Australia: Plaintiff ‘slips up’ on causation!

Legal Directions
Last Updated: 25 November 2010
Article by Katie Woolaston

Woolworths Limited v Kathryn Strong & Anor [2010] NSWCA 282


The matter of Woolworths Limited v Kathryn Strong & Anor provides a useful tool to unravel the test that a plaintiff must overcome, when attempting to establish causation in matters brought under the Civil Liability Act ('the Act'). In particular, when can it be found that a negligent act was not 'a necessary condition of the occurrence of the harm' (see section 5D(1)(a) of the Act).


On 24 September 2004, Ms Strong was shopping at the Centro Taree Shopping Centre, and in particular, the Big W store located within the centre (owned by Woolworths Limited). The Big W store conducted 'sidewalk sales' and had two large pot plant stands outside the store and within the centre, creating a corridor entry to the store.

Decades prior to the incident, Ms Strong had undergone a partial leg amputation, and as such, she ambulated with the use of crutches.

Prior to entering the Big W store, Ms Strong 'went to look at the pot plant stand' when one of her crutches slipped on a greasy item on the floor (alleged to be a hot chip), causing her to fall and sustain injury. She commenced District Court proceedings against both the owner of the shopping centre and Woolworths Limited. The company contracted to clean the centre was not joined as a defendant.

Evidence was led to the effect that the staff at the Big W store would keep a look out for spillages, and then contact the centre cleaning staff should cleaning be required.
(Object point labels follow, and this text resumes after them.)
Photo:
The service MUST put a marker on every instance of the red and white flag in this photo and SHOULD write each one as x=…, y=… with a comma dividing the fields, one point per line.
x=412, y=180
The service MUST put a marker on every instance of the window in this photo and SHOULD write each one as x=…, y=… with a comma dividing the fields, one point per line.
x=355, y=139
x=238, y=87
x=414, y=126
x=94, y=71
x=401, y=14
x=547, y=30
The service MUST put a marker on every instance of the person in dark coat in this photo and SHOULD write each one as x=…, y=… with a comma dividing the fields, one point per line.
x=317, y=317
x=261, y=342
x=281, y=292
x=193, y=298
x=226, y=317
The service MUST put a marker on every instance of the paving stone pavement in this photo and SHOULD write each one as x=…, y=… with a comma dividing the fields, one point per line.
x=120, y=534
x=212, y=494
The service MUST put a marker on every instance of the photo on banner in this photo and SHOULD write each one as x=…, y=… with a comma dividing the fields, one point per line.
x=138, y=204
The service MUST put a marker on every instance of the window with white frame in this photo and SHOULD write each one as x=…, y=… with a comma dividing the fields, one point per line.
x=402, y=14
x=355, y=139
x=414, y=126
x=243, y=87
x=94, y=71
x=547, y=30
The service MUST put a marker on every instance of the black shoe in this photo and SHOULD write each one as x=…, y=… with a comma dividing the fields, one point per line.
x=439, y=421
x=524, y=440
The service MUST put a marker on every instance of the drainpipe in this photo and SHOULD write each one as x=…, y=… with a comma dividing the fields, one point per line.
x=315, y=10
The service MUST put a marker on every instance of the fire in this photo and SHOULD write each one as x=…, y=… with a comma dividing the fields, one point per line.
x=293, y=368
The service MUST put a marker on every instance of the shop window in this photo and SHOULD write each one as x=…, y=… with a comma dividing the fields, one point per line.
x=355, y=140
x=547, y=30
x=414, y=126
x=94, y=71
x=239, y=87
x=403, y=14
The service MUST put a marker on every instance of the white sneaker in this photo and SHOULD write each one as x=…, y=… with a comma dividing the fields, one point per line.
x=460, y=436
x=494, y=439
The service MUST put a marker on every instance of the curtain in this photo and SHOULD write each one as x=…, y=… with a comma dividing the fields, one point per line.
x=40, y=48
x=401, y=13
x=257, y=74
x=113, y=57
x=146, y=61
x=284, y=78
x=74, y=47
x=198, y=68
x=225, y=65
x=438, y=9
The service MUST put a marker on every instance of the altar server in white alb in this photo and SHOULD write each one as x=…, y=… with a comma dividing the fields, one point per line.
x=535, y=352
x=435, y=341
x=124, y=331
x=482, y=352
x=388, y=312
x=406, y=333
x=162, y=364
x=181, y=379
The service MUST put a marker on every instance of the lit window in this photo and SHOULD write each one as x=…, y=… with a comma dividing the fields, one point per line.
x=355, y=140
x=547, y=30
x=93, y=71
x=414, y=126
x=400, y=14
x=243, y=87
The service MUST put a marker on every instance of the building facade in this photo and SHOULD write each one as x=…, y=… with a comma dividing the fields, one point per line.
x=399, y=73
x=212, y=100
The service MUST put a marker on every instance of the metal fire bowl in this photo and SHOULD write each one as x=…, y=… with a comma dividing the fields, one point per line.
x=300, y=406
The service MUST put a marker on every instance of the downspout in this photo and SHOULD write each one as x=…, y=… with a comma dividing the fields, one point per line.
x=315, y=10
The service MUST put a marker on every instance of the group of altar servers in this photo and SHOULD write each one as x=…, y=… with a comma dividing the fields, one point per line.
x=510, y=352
On the other hand, the centre cleaning staff were under the impression that it was not their role to clean the sidewalk sales area, and would not check that area for hazards. They did however conduct checks of the surrounding area, including a nearby food court, every 15 to 20 minutes.

The matter at first instance

The matter proceeded to hearing at first instance before Robison DCJ. Due to the fall having occurred in an area under the control of Woolworths, His Honour found Woolworths to be liable in negligence, although unfortunately did not specifically address the elements of breach of duty of care and causation. The claim against the owner of the Centre was dismissed.

The Appeal

Woolworths appealed on the basis that the Trial Judge had not adequately considered the prospect that the potential negligence of Woolworths was not the cause of the plaintiff's fall.

It argued that Ms Strong's own concession that she was extra vigilant of potential hazards on the ground (due to a previous fall a number of months prior), demonstrated that reasonable care and skill, if exercised by Woolworths, would not have identified the hazard. On this issue, the Court of Appeal found that Ms Strong was not expected to have the sort of undivided attention expected of cleaners who are tasked to identify and remove floor hazards.

Woolworths then argued that even had they breached their duty of care, the negligent act was not the cause of the plaintiff's fall.

The Court of Appeal considered section 5D(1) of the Act, which provides:

'A determination that negligence caused particular harm comprises the following elements:
(a) That the negligence was a necessary condition of the occurrence of the harm (factual causation)
(b) That it is appropriate for the scope of the negligent person's liability to extend to the harm so caused (scope of liability).'

It was found that in these circumstances, factual causation will be evident where it is possible for a court to infer that it is more likely than not that the failure to exercise reasonable care and skill was a necessary condition of the particular harm that the plaintiff suffered. The court found the fall may have been avoided if Woolworths had in place a reasonable system for detecting and removing slippery substances, but could not say it was 'more likely than not'. That is to say, they could not find that the plaintiff would not have fallen had Woolworths taken reasonable care and skill in removing hazards.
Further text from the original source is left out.